Genug dazu, lasst mich euch meinen Tag schildern. Wir, Chimezie, ein Freund, der uns netterweise für Wenig Geld fuhr und ich, betraten also diese riesige Kirche. Gleich fiel mir auf, dass es das absolute Gegenteil einer deutschen Kirche darstellte. Alles war bunt und laut. Es wurde zusammen gesungen und gelacht. Zwischen den imposanten Predigten begleitete eine Band mit Gitarre, Bass und Schlagzeug den Kirchenchor, der nicht etwa mittelalterliche, monotone Gesänge von sich gab, sondern mit modernen Adaptionen zu unterhalten wusste. Wir setzten uns in eine der hinteren Reihen und es dauerte ca. eine Minute, bis die stille Post auch die vorderste Reihe, die ca. 30m vor unserer lag, dazu brachte, sich zu mir umzudrehen. Zunächst war alles gut, denn ich ging weder in Flammen auf, noch hatte ich Schwierigkeiten, dass Wort „Amen“ auszusprechen, um mich nicht sofort als Ungläubigen zu outen. Nach 1 ½ Stunden war der Gottesdienst vorbei und ich muss zugeben, dass ich froh darüber bin, diese interessante Erfahrung gemacht haben zu dürfen.

Dann wurde mir das Privileg zuteil, den Reverant in das Wohnhaus zu begleiten. Es war ein sehr prunkvolles und das mit Abstand modernste Anwesen, in dem ich hier bis jetzt zu Gast sein durfte. Sir Malachy, der hier mit fünf weiteren Priestern wohnt, ist insgesamt ein etwas abgehobener, aber überaus gastfreundlicher und hilfsbereiter Typ. Wir unterhielten uns bei einem Guiness, um 12:00Uhr mittags wohlgemerkt, über das Projekt, Schulsysteme und einige Städte Deutschlands, die er selbst bereits bereist hatte. Er machte mir sogar das Angebot, in Nigeria zu bleiben und als Lehrer für gutes Geld in der Secondary School der Kirche zu arbeiten, aber immer mit der Ruhe!
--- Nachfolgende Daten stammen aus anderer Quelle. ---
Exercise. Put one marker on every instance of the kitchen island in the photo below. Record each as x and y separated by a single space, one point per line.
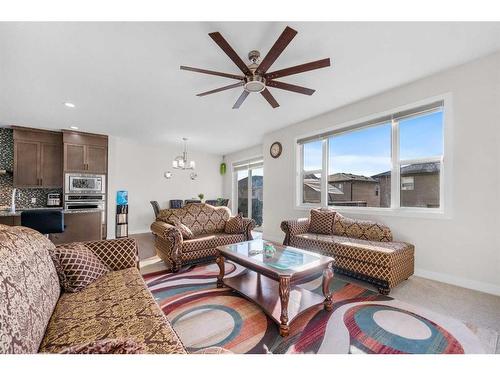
79 225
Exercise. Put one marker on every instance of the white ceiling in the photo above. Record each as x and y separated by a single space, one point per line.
125 80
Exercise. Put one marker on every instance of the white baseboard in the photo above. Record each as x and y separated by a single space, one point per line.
459 281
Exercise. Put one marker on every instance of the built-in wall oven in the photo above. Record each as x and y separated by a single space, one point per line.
82 183
85 192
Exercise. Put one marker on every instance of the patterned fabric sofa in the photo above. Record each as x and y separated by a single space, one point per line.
207 224
36 317
362 249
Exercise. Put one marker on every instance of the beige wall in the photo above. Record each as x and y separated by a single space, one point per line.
463 249
139 168
227 180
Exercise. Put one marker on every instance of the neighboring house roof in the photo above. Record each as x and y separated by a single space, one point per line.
342 177
421 168
315 185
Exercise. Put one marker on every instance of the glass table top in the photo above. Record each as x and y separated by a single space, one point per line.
283 258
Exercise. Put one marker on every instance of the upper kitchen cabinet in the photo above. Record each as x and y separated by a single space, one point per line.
37 158
84 152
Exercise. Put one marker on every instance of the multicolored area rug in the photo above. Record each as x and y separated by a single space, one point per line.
362 321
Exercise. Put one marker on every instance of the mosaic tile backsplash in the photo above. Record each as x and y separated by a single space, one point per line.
24 196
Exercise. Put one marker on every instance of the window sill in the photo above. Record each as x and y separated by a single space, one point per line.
423 213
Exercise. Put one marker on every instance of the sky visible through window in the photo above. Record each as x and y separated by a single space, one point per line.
367 151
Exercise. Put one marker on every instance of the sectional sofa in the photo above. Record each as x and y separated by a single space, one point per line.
36 316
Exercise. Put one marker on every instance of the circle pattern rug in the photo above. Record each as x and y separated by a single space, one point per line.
362 321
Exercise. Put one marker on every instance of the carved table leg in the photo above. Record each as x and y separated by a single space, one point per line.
220 262
284 290
327 277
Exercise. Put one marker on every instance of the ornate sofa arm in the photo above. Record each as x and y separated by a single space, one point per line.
168 243
116 254
293 227
248 226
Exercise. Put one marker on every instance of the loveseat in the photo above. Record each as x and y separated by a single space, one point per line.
361 249
206 222
35 316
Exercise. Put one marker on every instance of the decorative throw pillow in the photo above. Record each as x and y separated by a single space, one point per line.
321 221
187 233
106 346
77 266
362 229
234 225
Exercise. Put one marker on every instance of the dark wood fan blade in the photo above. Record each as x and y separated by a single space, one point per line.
270 98
204 71
234 85
290 87
241 99
224 45
285 38
299 69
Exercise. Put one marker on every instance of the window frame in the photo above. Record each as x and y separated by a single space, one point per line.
248 165
445 193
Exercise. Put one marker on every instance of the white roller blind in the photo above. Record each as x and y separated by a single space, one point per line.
248 164
436 106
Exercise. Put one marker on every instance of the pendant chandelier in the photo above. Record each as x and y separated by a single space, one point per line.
182 161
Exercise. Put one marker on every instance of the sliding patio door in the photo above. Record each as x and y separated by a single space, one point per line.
248 189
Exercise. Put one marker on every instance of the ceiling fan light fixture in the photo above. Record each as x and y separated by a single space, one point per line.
255 84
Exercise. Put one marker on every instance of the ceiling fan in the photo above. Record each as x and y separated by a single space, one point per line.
256 79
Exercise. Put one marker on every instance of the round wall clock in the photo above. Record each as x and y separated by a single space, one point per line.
275 150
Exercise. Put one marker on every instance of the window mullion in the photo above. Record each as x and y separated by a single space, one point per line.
396 168
324 174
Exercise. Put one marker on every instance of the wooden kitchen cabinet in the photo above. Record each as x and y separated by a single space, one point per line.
37 158
51 164
26 156
74 157
84 152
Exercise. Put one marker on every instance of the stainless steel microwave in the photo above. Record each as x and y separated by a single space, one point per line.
84 183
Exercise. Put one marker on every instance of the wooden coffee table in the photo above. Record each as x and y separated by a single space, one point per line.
271 281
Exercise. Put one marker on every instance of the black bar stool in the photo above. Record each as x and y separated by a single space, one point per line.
43 221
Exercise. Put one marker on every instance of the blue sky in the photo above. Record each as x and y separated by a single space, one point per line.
368 151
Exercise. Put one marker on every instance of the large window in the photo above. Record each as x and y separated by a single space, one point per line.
390 162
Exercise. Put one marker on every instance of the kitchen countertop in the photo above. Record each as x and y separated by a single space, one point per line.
18 212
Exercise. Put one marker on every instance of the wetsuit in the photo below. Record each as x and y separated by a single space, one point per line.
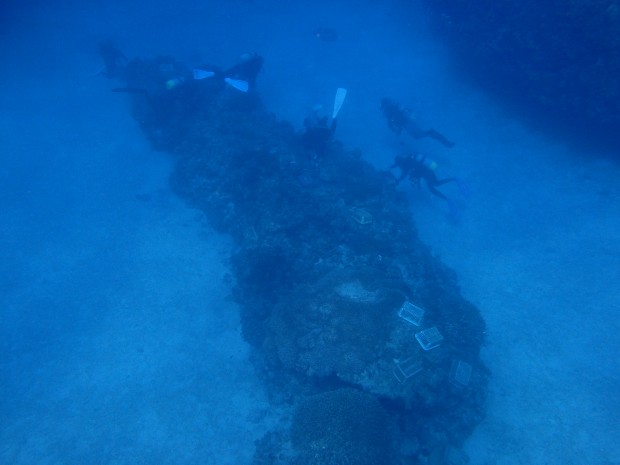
399 120
418 167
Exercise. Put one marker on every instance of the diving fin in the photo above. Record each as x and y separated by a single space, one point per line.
338 101
238 84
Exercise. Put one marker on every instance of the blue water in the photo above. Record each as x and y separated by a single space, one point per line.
107 354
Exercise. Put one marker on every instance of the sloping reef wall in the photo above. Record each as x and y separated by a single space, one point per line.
357 330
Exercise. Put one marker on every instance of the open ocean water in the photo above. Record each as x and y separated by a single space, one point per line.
119 341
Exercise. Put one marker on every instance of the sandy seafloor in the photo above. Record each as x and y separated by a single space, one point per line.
119 343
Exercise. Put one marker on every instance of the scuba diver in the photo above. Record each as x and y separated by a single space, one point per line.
241 76
418 167
319 131
399 119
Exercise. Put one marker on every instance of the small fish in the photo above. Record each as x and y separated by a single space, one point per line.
326 34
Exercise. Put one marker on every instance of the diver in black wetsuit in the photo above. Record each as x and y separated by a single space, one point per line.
399 119
318 134
418 167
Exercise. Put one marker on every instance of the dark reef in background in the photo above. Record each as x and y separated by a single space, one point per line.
325 256
555 61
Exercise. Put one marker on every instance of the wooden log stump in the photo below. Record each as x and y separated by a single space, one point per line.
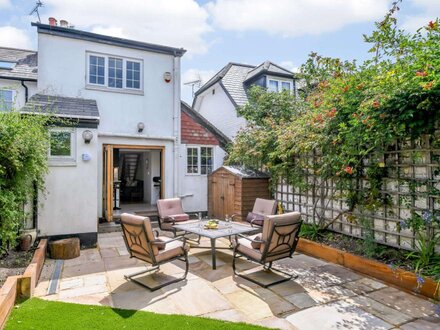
67 248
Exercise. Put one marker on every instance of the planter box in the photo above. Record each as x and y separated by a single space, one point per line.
394 276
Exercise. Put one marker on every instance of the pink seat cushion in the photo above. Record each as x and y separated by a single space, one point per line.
178 217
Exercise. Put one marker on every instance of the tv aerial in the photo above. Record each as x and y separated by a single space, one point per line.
38 4
194 84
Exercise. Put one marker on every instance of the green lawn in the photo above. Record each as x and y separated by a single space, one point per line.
41 314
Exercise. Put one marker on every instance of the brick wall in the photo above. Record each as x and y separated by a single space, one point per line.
194 133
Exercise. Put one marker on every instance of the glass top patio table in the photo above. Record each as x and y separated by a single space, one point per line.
224 229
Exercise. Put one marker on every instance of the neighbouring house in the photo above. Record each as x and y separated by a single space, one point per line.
218 99
119 147
203 150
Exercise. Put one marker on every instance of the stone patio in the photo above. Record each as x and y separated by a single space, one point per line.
324 296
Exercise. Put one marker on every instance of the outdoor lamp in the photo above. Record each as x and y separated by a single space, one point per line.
141 127
87 136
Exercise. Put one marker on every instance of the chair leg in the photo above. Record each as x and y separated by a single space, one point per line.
157 287
264 285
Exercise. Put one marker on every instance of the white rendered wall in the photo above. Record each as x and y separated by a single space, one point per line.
62 67
20 94
194 188
220 111
71 199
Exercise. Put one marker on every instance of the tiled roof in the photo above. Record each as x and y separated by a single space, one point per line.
234 76
268 68
198 118
61 106
25 64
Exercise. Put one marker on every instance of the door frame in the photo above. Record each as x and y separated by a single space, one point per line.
108 179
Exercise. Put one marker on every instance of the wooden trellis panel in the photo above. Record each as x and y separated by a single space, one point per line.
412 184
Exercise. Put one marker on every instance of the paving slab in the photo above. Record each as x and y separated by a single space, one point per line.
336 315
425 323
404 302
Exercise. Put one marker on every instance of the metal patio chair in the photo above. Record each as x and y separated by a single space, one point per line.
278 241
142 244
170 213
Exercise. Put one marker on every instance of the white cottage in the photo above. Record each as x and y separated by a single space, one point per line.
120 150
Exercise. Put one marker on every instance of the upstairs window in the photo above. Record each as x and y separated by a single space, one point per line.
114 72
96 70
6 99
62 145
133 75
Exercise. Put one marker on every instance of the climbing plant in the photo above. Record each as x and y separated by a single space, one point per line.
23 165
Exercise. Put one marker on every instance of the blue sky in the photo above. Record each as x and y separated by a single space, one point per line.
216 32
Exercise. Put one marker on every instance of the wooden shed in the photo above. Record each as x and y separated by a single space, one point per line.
233 189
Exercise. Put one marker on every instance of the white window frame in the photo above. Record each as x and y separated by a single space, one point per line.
14 94
199 159
280 84
106 76
64 160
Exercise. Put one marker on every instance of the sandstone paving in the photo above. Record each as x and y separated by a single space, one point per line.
323 296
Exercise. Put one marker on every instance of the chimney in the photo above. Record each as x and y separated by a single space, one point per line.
52 21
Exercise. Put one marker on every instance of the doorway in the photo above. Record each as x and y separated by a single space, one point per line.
132 180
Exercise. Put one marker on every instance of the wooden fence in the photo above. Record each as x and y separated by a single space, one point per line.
411 186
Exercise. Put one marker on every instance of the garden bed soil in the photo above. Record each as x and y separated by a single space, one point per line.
14 263
385 254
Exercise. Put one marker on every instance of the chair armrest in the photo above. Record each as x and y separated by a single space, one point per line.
252 223
178 238
170 219
250 239
234 215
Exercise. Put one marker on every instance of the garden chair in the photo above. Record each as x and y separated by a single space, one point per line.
171 212
143 244
262 208
277 241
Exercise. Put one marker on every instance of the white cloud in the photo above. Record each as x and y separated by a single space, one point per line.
5 3
176 23
289 18
12 37
289 66
430 10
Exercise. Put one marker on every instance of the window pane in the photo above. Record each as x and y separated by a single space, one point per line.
192 165
115 72
273 86
133 74
206 160
6 100
285 85
96 70
60 143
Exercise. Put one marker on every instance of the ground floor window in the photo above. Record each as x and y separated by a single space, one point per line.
62 144
200 160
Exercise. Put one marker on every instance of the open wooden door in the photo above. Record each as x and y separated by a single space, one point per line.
107 191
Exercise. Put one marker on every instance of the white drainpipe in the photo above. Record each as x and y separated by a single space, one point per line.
176 122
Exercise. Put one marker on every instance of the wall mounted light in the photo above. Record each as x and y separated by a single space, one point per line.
87 136
141 127
167 77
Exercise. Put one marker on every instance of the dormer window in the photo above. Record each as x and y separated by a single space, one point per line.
114 73
277 86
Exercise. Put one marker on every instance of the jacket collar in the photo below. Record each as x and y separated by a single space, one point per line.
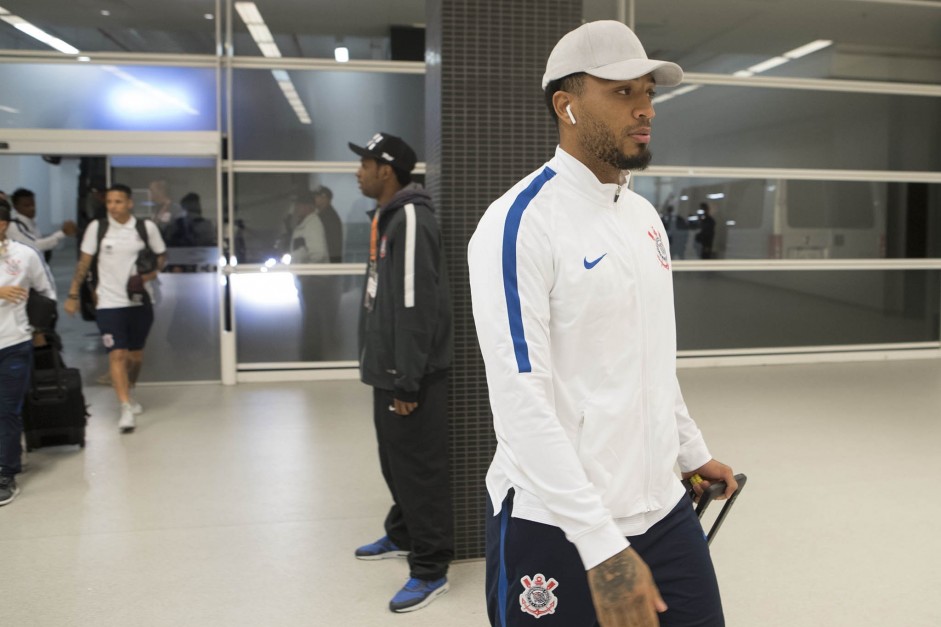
584 182
114 224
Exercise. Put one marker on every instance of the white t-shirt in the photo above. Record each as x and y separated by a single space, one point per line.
308 241
116 263
23 266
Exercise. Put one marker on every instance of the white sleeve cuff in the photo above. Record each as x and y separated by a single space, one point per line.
693 454
600 543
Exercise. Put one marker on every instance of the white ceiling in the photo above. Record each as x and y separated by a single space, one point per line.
682 30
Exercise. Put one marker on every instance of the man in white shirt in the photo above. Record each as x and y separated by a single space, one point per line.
573 302
23 224
21 269
124 309
308 238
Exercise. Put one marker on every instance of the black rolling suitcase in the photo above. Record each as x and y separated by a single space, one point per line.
711 493
54 411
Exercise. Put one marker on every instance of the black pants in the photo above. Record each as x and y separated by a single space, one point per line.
413 454
675 549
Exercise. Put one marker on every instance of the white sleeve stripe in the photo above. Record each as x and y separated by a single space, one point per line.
409 255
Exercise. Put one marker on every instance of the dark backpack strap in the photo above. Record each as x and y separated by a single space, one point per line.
102 231
23 230
142 231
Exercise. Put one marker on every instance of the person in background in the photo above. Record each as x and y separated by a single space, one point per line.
23 225
572 296
163 210
405 346
707 231
21 269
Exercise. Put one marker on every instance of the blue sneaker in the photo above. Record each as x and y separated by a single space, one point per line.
418 593
381 549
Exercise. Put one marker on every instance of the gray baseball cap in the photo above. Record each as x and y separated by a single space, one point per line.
607 49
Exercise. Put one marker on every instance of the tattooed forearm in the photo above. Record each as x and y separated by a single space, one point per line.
612 577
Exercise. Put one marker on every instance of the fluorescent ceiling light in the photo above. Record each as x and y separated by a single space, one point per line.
764 66
270 49
260 33
806 49
291 95
249 13
36 33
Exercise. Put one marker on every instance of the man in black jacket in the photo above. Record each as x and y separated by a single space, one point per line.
405 351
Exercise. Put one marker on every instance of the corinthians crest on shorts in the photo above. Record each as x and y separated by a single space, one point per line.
537 598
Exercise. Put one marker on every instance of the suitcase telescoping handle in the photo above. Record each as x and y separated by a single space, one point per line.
710 494
43 392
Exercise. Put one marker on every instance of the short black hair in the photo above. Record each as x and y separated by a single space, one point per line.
572 83
192 204
118 187
22 192
322 190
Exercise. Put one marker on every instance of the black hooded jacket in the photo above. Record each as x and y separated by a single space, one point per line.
407 334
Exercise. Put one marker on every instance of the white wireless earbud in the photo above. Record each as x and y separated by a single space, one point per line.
568 109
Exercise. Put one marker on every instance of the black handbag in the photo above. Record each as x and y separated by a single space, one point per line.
41 311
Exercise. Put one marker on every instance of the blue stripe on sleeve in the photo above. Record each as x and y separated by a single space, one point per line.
503 584
510 286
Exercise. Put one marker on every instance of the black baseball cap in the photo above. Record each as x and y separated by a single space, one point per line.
389 149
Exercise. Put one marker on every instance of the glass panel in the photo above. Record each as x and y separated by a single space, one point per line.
797 219
880 41
281 317
738 310
264 205
367 29
782 128
182 27
342 106
108 97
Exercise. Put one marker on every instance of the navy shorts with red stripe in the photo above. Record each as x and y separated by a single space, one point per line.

Nach etwa zwei Stunden überreichte ich ihm noch einen kleinen Präsentkorb, wir tauschten Nummern aus und ich wurde zu zahlreichen Events eingeladen. Gestaltet die Kirche in Deutschland so und ihr würdet euch wundern, wie sich auch dort die christlichen Hallen wieder füllen würden!

Ein wirklich sehr interessanter Tag und insgesamt ein geiles Wochenende!